- Theatrical release poster
- Directed by: Murali Krish
- Produced by: Dr. Sathya Murali Krishnan
- Starring: V R Dinesh; Reshma Venkatesh; Madhunika;
- Cinematography: Baskar Arumugam
- Edited by: Sasi Daksha
- Music by: Inbaraj Rajendran
- Production company: Yasho Entertainment
- Release date: 30 January 2026;
- Running time: 114 minutes
- Country: India
- Language: Tamil

= Karuppu Pulsar =

2026 Tamil film

Karuppu Pulsar is a 2026 Indian Tamil-language film directed by Murali Krish in his debut, who had previously worked as an assistant to M. Rajesh. The film stars V R Dinesh, Reshma Venkatesh and Madhunika in the lead roles, alongside Saravana Subbiah, Mansoor Ali Khan and others in important roles. The film is produced by Dr. Sathya Murali Krishnan under Yasho Entertainment banner, with the music composed by Inbaraj Rajendran, cinematography handled by Baskar Arumugam and editing done by Sasi Daksha.

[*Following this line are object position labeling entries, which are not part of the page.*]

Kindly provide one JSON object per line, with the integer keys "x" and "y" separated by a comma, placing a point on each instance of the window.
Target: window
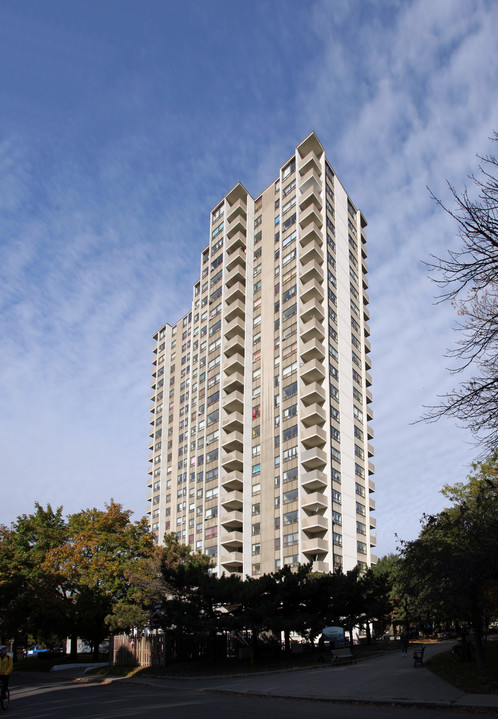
{"x": 291, "y": 496}
{"x": 289, "y": 475}
{"x": 289, "y": 169}
{"x": 360, "y": 490}
{"x": 290, "y": 539}
{"x": 290, "y": 412}
{"x": 289, "y": 433}
{"x": 290, "y": 453}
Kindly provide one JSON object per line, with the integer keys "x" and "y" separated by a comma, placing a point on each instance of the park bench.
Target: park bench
{"x": 343, "y": 656}
{"x": 418, "y": 656}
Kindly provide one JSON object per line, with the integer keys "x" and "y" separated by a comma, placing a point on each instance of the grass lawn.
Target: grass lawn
{"x": 465, "y": 675}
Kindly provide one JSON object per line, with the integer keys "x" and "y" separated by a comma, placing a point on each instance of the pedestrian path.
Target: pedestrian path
{"x": 387, "y": 679}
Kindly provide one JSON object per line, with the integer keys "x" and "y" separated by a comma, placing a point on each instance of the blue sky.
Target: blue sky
{"x": 121, "y": 126}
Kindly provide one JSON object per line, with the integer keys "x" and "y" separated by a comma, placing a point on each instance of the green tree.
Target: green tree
{"x": 469, "y": 279}
{"x": 31, "y": 599}
{"x": 94, "y": 564}
{"x": 453, "y": 564}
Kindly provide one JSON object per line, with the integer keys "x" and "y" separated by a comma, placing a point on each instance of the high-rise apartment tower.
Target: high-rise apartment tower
{"x": 259, "y": 440}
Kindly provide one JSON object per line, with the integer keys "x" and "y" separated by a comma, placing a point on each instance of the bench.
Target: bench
{"x": 418, "y": 656}
{"x": 343, "y": 656}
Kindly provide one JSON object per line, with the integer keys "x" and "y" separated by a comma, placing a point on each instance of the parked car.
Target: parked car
{"x": 37, "y": 650}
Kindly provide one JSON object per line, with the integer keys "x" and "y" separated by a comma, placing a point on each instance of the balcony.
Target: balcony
{"x": 232, "y": 461}
{"x": 315, "y": 524}
{"x": 310, "y": 198}
{"x": 310, "y": 162}
{"x": 235, "y": 363}
{"x": 310, "y": 180}
{"x": 238, "y": 224}
{"x": 232, "y": 520}
{"x": 312, "y": 250}
{"x": 231, "y": 499}
{"x": 313, "y": 436}
{"x": 235, "y": 292}
{"x": 239, "y": 208}
{"x": 313, "y": 459}
{"x": 233, "y": 422}
{"x": 236, "y": 259}
{"x": 234, "y": 559}
{"x": 231, "y": 540}
{"x": 235, "y": 309}
{"x": 233, "y": 441}
{"x": 312, "y": 415}
{"x": 234, "y": 402}
{"x": 315, "y": 545}
{"x": 313, "y": 349}
{"x": 237, "y": 274}
{"x": 312, "y": 309}
{"x": 238, "y": 240}
{"x": 232, "y": 481}
{"x": 235, "y": 345}
{"x": 314, "y": 502}
{"x": 314, "y": 481}
{"x": 313, "y": 393}
{"x": 313, "y": 371}
{"x": 235, "y": 328}
{"x": 312, "y": 329}
{"x": 312, "y": 271}
{"x": 311, "y": 216}
{"x": 311, "y": 290}
{"x": 234, "y": 382}
{"x": 311, "y": 233}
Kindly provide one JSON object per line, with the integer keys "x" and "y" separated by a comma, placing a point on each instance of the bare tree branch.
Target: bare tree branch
{"x": 469, "y": 280}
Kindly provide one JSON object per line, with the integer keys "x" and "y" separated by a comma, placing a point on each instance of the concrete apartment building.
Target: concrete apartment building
{"x": 259, "y": 439}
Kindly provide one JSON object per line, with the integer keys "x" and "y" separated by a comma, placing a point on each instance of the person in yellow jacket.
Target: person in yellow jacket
{"x": 6, "y": 666}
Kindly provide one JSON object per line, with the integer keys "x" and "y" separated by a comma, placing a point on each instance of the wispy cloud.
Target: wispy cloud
{"x": 106, "y": 186}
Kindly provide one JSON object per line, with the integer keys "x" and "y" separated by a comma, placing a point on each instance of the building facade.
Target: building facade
{"x": 260, "y": 423}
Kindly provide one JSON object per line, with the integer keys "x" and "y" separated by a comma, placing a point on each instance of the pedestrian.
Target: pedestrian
{"x": 6, "y": 666}
{"x": 404, "y": 643}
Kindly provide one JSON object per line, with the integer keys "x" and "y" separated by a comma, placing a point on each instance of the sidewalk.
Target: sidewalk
{"x": 388, "y": 679}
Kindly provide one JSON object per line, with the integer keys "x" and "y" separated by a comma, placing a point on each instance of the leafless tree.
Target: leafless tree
{"x": 469, "y": 280}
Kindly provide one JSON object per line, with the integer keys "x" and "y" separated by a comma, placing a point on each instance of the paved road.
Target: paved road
{"x": 38, "y": 697}
{"x": 386, "y": 686}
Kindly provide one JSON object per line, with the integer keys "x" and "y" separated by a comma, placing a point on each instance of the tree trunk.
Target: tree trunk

Karuppu Pulsar released in theatres on 30 January 2026.

== Release and reception ==
Karuppu Pulsar released in theatres on 30 January 2026.

A critic of Dinamalar rated the film with 2 out of 5 stars. A critic of Maalai Malar gave 1.5 out of 5 stars and criticised the film for its typical story and suggested the need for a better screenplay. Akshay Kumar of Cinema Express gave 1 out of 5 stars and wrote "What makes Karuppu Pulsar unforgivable is its token messaging, which is a gross underestimation of the audience's intellectual capability. The film, with no redeemable qualities, can just be proud of its crisp runtime, and nothing else".

The film was also reviewed by Dina Thanthi.